Modeling the background

On linear detectors, the value measured at each pixel is the sum of a “background” signal and light coming from the sources of interest. To be able to detect the faintest objects and make accurate measurements, SourceXtractor++ needs first computing a precise estimate of the background level at any position of the image: a background map. Strictly speaking, there should be one background map per source, that is, what would the image look like if that very source was missing. However, one can start by assuming that most discrete sources do not overlap too severely — which is generally the case for high galactic latitude fields —, and that the background varies smoothly across the field. SourceXtractor++’s current background model is essentially the same as that of SExtractor [1].

Background estimation

To compute the background map, SourceXtractor++ makes a first pass through the pixel data, estimating the local background in each cell of a square grid that covers the whole frame. The background estimator is a combination of \(\kappa\,\sigma\) clipping and mode estimation, similar to Stetson’s DAOPHOT program [5, 6].

Briefly, the local background histogram is clipped iteratively until convergence at \(\pm 3\sigma\) around its median. The mode of the histogram is estimated using:

(1)\[\mbox{Mode} = 2.5 \times \mbox{Median} - 1.5 \times \mbox{Mean}.\]

Using simulated images, the expression above was found more accurate with clipped distributions :cite:1996AAS_117_393B than the usual approximation (e.g., [7]):

(2)\[\mbox{Mode} = 3 \times \mbox{Median} - 2 \times \mbox{Mean}.\]

Fig. 5 shows that the mode estimation in (1) is considerably less affected by source crowding than a simple clipped mean [8, 9] but it is \(\approx 30\%\) noisier. Obviously (1) is not valid for any distribution; SourceXtractor++ falls back to a simple median for estimating the local background value if the mode and the median disagree by more than 30%.

_images/modevsmean.svg

Fig. 5 Simulations of 32×32 pixels background cells contamined by random Gaussian profiles. The true background lies at 0 ADUs. While being a bit noisier, the clipped “mode” gives a more robust estimate than the clipped mean in crowded regions.

Background map

Once the values of all background cells have been estimated, a median box filter is applied to suppress possible local overestimations due to bright stars. Median filtering helps reducing possible ringing effects of the bicubic-spline around bright features. The final background map is a (natural) bicubic-spline interpolation between grid cells.

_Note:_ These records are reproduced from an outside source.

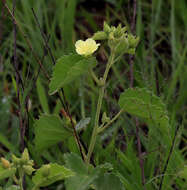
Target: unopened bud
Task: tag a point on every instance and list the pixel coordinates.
(30, 163)
(46, 170)
(15, 160)
(105, 119)
(5, 163)
(106, 28)
(25, 156)
(28, 169)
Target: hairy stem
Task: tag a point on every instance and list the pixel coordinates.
(99, 104)
(101, 129)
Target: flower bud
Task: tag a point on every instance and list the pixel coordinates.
(133, 41)
(15, 160)
(105, 119)
(100, 36)
(5, 163)
(25, 156)
(28, 169)
(30, 163)
(45, 170)
(122, 46)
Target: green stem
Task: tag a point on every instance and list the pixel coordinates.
(95, 77)
(101, 129)
(21, 175)
(100, 99)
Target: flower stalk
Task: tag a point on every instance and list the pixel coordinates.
(99, 104)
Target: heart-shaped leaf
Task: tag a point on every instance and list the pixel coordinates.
(49, 130)
(68, 68)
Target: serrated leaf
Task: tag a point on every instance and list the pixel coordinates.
(49, 130)
(67, 69)
(81, 182)
(142, 103)
(57, 172)
(108, 181)
(83, 179)
(75, 163)
(5, 173)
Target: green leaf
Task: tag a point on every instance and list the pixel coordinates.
(142, 103)
(67, 69)
(75, 163)
(82, 123)
(49, 130)
(83, 179)
(108, 181)
(57, 172)
(13, 187)
(81, 182)
(42, 96)
(183, 173)
(5, 173)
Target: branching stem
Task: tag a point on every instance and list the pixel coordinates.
(99, 104)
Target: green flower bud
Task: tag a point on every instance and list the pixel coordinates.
(28, 169)
(118, 31)
(45, 170)
(68, 122)
(133, 41)
(105, 119)
(5, 163)
(30, 163)
(15, 160)
(131, 51)
(25, 156)
(122, 46)
(100, 36)
(106, 28)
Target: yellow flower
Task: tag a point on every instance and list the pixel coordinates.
(86, 47)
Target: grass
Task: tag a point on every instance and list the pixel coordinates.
(159, 66)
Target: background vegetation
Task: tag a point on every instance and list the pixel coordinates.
(159, 66)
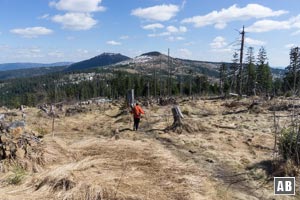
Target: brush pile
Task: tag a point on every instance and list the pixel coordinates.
(15, 142)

In parallel with the making of the background map, a background noise map, that is, a map of the background noise standard deviation is produced. It is used as an internal weight map when the weight-type configuration parameter is set to weight-type=background, which is the default.

Configuration and tuning

Note

All background configuration parameters also affect background noise maps.

The choice of the background-cell-size is very important. If it is too small, the background estimation is affected by the presence of objects and random noise. Most importantly, part of the flux of the most extended objects can be absorbed into the background map. If the cell size is too large, it cannot reproduce the small scale variations of the background. Therefore a good compromise must be found by the user. For reasonably sampled images, cell sizes between 32 to 512 pixels are generally appropriate.

The user has some control over background map filtering by specifying the size of the median filter box . The smoothing-box-size configuration parameter sets the box size in pixels. smoothing-box-size=3 is the default and is sufficient in most cases. smoothing-box-size=1 deactivates filtering. Larger dimensions may occasionally be used to compensate for small background cell sizes, or in the presence of large image artifacts.

By default, the computed background maps are automatically subtracted from input images. However there are situations where subtracting a constant from the detection image may be more relevant, e.g., for images with strongly non-Gaussian background noise pdfs). The background-value configuration parameter may be set to subtract a specific value from the input detection image, instead of the background map. It is unset by default.

Computing cost

The background estimation operation is generally I/O-bound, unless the image file already resides in the disk cache.